Pedestrian Intention Prediction
Brief Project description:
Collaborative research project between Volvo Cars,
and student teams from UC Berkeley and Chalmers University.
The research project was aimed at predicting the intention of a pedestrian
to cross or not cross the road. This project was a successful attempt to
emulate the behavior of a human driver to guess the intention of fellow road
users such as pedestrians. Our team based the approach on a research paper that
had some progress in this line of work. After replicating the paper, our teams
decided on experimenting additional approaches and eventually arrived at Fusion
based Intention Prediction Networks.
First Model that we built was based on the research paper.
This model consisted of 3 components: Object detector, object tracker,
and a classifier. The model predicted the intention of pedestrians to cross
or not cross by indicating a red/green bounding box around the pedestrians.
As far as the ego vehicle is concerned, the intention of pedestrians in the
immediate vicinity or the path of the vehicles are of importance, whereas other
pedestrians in the scene are not important (hence their bounding box colors should
be green for most of the scene duration). The model's input is the live video feed
from the front camera after which the object detector (YOLOv3) dissects the video
into frames and tries to localize the objects of interest (pedestrian in our case)

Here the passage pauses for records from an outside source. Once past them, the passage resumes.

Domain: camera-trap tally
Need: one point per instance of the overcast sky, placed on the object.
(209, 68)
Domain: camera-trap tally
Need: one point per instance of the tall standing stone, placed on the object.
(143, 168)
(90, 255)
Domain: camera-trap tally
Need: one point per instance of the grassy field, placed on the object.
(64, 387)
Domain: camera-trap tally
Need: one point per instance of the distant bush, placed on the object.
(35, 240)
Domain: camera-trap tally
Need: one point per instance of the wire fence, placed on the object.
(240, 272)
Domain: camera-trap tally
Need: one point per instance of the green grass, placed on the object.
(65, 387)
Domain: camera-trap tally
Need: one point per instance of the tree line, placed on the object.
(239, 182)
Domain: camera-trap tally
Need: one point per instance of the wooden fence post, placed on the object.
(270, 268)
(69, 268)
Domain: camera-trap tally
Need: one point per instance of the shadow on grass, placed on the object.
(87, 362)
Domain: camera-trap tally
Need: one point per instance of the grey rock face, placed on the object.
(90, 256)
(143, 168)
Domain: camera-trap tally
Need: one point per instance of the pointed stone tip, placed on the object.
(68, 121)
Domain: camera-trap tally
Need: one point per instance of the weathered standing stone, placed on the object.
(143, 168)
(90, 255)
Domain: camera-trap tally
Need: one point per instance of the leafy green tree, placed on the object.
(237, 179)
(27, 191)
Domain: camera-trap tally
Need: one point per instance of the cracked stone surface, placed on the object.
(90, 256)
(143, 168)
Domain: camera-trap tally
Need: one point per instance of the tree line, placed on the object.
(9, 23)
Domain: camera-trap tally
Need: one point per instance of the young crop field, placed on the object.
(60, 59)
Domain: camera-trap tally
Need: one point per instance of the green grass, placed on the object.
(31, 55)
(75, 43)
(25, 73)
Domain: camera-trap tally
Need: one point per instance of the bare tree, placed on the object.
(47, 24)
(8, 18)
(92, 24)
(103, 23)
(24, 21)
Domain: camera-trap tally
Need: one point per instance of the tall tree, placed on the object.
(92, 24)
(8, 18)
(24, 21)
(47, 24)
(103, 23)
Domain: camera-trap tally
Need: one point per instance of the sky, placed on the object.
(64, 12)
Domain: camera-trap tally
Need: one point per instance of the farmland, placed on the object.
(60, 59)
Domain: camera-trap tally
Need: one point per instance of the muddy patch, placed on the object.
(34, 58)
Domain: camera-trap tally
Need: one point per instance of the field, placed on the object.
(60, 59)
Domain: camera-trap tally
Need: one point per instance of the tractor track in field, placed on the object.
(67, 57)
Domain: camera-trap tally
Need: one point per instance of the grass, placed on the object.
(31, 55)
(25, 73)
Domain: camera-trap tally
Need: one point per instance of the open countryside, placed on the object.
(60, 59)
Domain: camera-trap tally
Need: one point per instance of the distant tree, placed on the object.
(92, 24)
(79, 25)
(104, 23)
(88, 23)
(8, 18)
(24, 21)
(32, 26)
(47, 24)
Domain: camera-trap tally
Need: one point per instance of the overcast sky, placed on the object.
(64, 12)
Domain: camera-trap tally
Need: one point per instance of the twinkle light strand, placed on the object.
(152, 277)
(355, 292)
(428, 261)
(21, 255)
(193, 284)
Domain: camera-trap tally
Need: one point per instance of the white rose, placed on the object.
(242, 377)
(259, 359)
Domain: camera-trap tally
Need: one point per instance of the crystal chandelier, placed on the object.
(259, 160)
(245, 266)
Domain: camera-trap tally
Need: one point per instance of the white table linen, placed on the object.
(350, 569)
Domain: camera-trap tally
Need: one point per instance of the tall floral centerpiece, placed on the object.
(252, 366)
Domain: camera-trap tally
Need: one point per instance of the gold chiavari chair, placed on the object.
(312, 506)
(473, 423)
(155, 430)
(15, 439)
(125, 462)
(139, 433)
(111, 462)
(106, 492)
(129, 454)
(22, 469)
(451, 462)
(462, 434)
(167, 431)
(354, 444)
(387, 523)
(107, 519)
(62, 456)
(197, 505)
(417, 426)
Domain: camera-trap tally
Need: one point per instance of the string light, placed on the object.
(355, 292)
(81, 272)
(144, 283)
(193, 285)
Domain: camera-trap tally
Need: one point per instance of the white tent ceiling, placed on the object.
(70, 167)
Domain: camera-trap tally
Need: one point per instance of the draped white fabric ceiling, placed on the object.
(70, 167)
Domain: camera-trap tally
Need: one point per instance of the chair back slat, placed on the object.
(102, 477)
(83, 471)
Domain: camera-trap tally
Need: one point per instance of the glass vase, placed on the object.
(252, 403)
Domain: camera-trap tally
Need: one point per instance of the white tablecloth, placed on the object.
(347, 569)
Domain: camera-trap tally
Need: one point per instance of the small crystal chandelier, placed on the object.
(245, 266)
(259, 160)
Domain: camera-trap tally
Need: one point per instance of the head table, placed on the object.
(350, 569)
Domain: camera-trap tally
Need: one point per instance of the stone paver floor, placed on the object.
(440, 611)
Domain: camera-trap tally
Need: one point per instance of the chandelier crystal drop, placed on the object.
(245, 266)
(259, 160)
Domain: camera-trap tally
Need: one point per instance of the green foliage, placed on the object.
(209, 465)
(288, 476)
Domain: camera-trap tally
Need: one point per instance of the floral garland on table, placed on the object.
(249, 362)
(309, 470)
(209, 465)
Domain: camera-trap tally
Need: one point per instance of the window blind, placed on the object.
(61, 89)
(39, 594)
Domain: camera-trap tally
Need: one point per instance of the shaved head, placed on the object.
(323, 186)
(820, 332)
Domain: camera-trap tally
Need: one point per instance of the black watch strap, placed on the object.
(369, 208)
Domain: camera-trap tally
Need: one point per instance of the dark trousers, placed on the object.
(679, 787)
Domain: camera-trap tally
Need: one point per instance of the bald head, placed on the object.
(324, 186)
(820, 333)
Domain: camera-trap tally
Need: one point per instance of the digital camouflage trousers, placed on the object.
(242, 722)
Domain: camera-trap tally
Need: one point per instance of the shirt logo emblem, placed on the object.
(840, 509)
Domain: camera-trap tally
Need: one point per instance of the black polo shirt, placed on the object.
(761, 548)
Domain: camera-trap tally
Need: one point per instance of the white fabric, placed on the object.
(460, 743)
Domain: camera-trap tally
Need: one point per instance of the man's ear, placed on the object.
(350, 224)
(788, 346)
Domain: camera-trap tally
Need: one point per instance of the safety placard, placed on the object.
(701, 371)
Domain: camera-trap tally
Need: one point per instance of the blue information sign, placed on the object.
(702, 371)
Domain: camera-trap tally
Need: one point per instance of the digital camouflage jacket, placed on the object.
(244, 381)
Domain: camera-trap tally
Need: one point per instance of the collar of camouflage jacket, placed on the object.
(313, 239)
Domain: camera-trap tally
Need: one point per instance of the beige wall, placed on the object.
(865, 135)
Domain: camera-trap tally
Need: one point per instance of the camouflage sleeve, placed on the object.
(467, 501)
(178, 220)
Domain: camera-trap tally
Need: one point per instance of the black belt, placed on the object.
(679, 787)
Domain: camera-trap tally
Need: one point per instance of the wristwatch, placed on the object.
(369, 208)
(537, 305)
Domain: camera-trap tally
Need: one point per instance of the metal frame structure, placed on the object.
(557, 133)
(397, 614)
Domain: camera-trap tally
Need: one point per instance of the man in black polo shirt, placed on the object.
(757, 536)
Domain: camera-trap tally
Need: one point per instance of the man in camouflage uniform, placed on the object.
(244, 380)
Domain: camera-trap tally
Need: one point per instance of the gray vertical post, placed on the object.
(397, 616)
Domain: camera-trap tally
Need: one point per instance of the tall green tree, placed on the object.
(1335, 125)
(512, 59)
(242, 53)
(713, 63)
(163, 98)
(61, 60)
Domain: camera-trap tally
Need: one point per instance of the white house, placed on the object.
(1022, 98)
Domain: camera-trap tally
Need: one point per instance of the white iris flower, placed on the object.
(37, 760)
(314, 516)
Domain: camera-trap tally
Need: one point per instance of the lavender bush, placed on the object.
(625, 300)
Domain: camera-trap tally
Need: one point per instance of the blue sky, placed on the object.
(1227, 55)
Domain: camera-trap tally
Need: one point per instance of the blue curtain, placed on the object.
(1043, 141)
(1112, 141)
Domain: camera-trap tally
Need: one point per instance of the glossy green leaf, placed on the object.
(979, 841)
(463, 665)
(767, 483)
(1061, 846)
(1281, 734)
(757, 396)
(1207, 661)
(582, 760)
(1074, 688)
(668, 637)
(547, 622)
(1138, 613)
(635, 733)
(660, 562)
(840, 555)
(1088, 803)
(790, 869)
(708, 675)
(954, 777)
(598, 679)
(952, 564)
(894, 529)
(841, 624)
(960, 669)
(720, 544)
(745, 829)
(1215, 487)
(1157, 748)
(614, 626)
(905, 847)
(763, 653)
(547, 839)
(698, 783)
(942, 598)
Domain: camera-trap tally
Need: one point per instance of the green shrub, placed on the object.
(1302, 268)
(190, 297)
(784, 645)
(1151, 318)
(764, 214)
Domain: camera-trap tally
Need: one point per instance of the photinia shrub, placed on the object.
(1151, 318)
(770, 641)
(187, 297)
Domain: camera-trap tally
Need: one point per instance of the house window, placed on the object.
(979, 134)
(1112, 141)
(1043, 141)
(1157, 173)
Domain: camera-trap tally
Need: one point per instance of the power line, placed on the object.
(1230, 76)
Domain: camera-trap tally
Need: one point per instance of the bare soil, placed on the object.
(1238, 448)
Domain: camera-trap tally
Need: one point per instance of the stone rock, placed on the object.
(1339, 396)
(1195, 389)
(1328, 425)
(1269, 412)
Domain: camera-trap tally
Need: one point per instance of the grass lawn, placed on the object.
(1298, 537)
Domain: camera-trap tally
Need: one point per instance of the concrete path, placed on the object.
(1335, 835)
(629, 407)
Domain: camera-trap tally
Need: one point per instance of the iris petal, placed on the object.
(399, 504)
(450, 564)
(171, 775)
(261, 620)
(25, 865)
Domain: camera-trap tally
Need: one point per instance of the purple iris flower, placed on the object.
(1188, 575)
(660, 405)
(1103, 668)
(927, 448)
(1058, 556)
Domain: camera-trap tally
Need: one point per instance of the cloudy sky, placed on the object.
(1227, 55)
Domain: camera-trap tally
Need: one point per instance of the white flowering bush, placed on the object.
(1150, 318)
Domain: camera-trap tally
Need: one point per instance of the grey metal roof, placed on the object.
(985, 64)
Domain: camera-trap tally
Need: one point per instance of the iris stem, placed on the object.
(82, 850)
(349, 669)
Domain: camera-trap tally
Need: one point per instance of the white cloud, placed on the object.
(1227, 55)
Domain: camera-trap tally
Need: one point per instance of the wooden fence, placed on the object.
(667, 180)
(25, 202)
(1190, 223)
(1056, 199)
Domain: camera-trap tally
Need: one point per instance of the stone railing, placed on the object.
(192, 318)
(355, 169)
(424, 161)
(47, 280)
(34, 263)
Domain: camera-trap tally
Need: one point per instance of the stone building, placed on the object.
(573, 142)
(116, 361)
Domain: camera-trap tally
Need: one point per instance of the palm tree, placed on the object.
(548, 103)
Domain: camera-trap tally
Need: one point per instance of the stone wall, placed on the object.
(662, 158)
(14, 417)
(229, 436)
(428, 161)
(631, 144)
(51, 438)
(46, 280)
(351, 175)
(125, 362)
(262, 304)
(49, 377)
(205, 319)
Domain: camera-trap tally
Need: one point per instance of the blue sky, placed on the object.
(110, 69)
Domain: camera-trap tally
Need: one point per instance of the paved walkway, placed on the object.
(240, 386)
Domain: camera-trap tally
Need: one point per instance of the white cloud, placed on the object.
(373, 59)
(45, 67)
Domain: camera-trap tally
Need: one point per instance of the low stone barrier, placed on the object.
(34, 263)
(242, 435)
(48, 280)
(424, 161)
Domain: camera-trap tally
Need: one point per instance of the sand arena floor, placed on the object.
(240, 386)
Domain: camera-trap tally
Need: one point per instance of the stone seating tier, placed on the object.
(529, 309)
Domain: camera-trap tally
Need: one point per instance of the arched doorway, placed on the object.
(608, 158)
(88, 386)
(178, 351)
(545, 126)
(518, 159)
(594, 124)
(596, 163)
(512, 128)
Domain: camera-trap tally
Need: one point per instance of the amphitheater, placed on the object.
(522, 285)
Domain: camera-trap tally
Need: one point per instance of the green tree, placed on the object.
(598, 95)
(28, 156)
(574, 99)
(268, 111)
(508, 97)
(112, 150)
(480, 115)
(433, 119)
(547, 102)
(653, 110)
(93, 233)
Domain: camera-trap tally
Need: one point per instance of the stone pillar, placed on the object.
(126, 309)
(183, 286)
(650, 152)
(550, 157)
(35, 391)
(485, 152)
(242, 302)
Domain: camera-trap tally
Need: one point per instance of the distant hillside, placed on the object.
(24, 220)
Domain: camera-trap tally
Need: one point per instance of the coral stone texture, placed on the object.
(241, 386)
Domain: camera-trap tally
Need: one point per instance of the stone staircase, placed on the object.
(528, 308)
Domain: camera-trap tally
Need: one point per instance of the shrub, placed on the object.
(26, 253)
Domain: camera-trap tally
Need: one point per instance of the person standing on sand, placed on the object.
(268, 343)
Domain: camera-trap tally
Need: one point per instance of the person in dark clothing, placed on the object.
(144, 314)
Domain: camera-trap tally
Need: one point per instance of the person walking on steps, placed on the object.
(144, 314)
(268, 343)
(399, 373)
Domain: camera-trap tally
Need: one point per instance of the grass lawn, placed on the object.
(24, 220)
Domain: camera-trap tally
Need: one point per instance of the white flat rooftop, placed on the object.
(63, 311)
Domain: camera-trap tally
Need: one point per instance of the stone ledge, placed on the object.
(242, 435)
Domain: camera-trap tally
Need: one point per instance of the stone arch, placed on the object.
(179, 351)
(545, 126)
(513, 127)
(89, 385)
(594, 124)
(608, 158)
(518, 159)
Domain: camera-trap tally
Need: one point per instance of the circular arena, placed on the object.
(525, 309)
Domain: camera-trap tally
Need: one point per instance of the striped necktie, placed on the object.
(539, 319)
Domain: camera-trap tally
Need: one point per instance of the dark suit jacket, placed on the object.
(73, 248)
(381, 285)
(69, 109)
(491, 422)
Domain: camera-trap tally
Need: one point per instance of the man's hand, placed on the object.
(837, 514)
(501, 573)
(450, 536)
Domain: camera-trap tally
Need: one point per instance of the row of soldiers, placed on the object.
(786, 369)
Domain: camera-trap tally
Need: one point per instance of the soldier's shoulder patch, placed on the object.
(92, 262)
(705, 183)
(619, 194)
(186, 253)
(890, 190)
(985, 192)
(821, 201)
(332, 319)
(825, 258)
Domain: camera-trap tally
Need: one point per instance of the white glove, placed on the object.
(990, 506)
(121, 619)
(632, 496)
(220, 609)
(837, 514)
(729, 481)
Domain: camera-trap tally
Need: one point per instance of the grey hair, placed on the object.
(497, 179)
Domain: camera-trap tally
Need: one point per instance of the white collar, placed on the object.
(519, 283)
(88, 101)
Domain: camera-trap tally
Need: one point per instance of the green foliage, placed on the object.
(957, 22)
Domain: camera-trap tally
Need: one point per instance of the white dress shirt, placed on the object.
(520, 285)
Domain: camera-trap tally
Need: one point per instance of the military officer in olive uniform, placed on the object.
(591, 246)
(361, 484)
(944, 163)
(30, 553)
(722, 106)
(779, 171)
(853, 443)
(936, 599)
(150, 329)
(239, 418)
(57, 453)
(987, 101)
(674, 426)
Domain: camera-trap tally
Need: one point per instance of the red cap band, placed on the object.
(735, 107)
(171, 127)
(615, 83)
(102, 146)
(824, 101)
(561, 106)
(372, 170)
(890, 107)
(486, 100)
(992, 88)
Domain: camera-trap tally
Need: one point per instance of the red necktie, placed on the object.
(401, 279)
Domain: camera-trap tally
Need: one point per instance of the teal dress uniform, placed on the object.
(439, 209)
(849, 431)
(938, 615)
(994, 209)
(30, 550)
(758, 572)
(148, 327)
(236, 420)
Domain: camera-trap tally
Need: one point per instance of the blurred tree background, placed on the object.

in each frame by plotting bounding boxes around them. After this stage, the detected
pedestrians in the video are tracked with the help of an object tracker (SORT)
resulting in unique IDs for each pedestrian in the video. Finally the detected and
tracked pedestrians from each frame are gathered as features for the 3D scene classifier
(DenseNet). The classifier uses the information of each pedestrian in the video to predict
their intention to cross, ultimately resulting in a green bounding box for non-crossing
pedestrian and red bounding boxes for crossing pedestrians.
The challenge here was to predict the intention at least
0.5 secs before the intended action occurred, which from
a safety perspective was required for the car to make any necessary decision.
Our teams took this basic framework and experimented with
alternate types for each component of the model such as SORT,
DeepSORT, Pose-Estimation based detection, and tracking. Similarly,
alternate types for classifiers such as Recurrent Neural Networks, Random Forest,
and DenseNets. Finally we tried feature engineering for the DenseNet
classifier which initially used only the cropped pedestrian images as
features. In this feature engineering we applied skeletons for the pedestrian
using Pose-Estimator and retrained the classifier resulting in an improved AP
score of 0.89 achieving more than the research paper that we started with. Thus
using this new classifier and additional feature engineering we arrived at a better
model for the intent prediction that predicts 0.5 secs before the intended action occurs.